Messagede Elisabeth Seymour » Mar 27 Oct 2009 20:45

Comme à son habitude Elisabeth s'était levée relativement de bonne heure. Elle n'avait jamais été une grande adepte des grasses matinées ce qui était presque dommage, cela lui aurait permis de remplir quelques heures de ses journées. Mais elle trouvait que c'était du temps perdu que de trainasser ainsi au lit. Enfin au moins avait-elle l'avantage de pouvoir déjeuner chaque matin avec son mari et donc de le voir au moins une fois dans la journée et ce quelque soit l'heure à laquelle il rentre le soir. Avantage non négligeable quand on entendait toutes ces femmes se plaindre de ne jamais voir leur mari. Madame Seymour se demandait d'ailleurs si ces plaintes étaient vraiment justifiées ou si ce n'était que de la comédie.

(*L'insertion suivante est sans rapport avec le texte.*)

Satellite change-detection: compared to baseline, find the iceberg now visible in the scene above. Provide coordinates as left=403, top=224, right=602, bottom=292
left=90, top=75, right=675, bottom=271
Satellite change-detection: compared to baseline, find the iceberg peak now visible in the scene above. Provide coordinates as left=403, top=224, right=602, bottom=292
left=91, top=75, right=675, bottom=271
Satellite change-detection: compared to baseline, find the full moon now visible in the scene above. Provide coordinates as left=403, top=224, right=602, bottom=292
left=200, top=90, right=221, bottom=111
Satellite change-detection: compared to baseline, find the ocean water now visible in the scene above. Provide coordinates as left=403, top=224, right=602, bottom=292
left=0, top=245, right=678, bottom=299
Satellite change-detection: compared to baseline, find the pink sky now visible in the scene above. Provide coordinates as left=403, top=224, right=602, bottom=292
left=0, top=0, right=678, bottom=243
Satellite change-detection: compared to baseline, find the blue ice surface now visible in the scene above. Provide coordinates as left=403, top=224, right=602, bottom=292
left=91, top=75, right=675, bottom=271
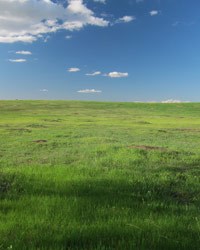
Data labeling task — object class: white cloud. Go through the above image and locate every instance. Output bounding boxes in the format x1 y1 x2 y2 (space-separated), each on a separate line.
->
0 0 109 43
149 10 159 16
15 50 32 55
9 59 26 63
86 71 101 76
40 89 49 92
93 0 106 4
106 72 128 78
65 35 72 40
161 99 181 103
67 68 80 72
116 16 136 23
77 89 102 94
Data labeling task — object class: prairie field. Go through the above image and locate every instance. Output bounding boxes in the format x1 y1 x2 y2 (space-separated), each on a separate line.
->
0 100 200 250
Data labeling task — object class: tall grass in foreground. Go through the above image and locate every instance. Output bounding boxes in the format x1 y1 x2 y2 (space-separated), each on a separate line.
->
0 101 200 250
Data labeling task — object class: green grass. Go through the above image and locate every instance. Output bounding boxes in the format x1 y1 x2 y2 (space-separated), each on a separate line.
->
0 101 200 250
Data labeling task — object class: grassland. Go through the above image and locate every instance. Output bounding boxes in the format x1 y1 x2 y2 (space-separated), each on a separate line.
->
0 101 200 250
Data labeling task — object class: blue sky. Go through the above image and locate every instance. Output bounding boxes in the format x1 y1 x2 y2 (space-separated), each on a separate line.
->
0 0 200 101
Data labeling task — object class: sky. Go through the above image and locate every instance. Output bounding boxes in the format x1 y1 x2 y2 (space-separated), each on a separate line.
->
0 0 200 102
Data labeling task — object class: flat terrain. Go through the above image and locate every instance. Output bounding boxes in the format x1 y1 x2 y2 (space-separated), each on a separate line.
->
0 101 200 250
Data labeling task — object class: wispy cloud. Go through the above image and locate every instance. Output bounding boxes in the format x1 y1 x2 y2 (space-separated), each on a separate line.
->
15 50 32 55
77 89 102 94
9 59 26 63
93 0 106 4
0 0 109 43
85 71 101 76
105 72 128 78
67 68 80 73
65 35 72 40
149 10 159 16
40 89 49 92
116 16 136 23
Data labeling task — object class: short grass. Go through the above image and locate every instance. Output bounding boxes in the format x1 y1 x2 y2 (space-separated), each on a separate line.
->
0 101 200 250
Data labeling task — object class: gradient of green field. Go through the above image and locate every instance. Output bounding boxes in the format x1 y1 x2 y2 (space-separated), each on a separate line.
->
0 101 200 250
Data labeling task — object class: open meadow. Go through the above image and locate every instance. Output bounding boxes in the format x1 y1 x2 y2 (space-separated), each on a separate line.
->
0 100 200 250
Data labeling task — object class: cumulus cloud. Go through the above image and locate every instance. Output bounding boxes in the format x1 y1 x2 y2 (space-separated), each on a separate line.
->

N'étant pas chez elle, ni en compagnie de Jeffrey, elle se fit porter son petit déjeuner dans la chambre, ne souhaitant pas tomber par hasard sur sa mère. Si tôt c'eut été de trop pour l'une comme pour l'autre. Le repas terminé elle s'était attelée à écrire des lettres. La première était pour son mari. Assez banale, elle lui annonçait que son voyage s'était bien déroulé et qu'elle était arrivée à destination. Comme toujours elle se plaignait de sa mère. Puis avec l'excuse que cette dernière lui avait posé des questions, elle le questionna sur ses affaires. Elle n'avait pas encore décidé si elle accepterait ou non de reprendre le flambeau. Décidée...comme si elle avait le choix dans cette affaire comme dans les autres. Non si Abigaelle avait jeté son dévolu sur elle, elle n'aurait pas le choix et devrait se plier à ses exigences. Le seul choix qu'elle avait c'était de faire de la résistance ou non. Et elle n'avait pas encore décidée qu'elle voie choisir. Cette lettre à son mari lui servirait à sonder le terrain. Cela valait il le coup de s'investir ? Elisabeth n'en n'avait aucune idée, il fallait bien se l'avouer.

La deuxième lettre était pour son fils Archibal. Ce n'était pas qu'elle n'aimait pas ses autres enfants mais elle s'était toujours sentie plus proche de son fils que de ses filles. Katleen en était un parfait exemple, elle qui semblait vouer un culte à sa grand-mère. Une incompréhension totale pour Elisabeth qui s'était pourtant évertuée à mettre en garde ses enfants contre celle-ci. A croire qu'elle avait raté quelque chose dans son éducation. Elle décrivit donc la situation au manoir à son fils avec beaucoup plus de détails qu'elle n'en n'avait donné pour son mari. Elle aborda entre autre les petits complots et manigances qu'elle avait découvert en venant à la source de tout.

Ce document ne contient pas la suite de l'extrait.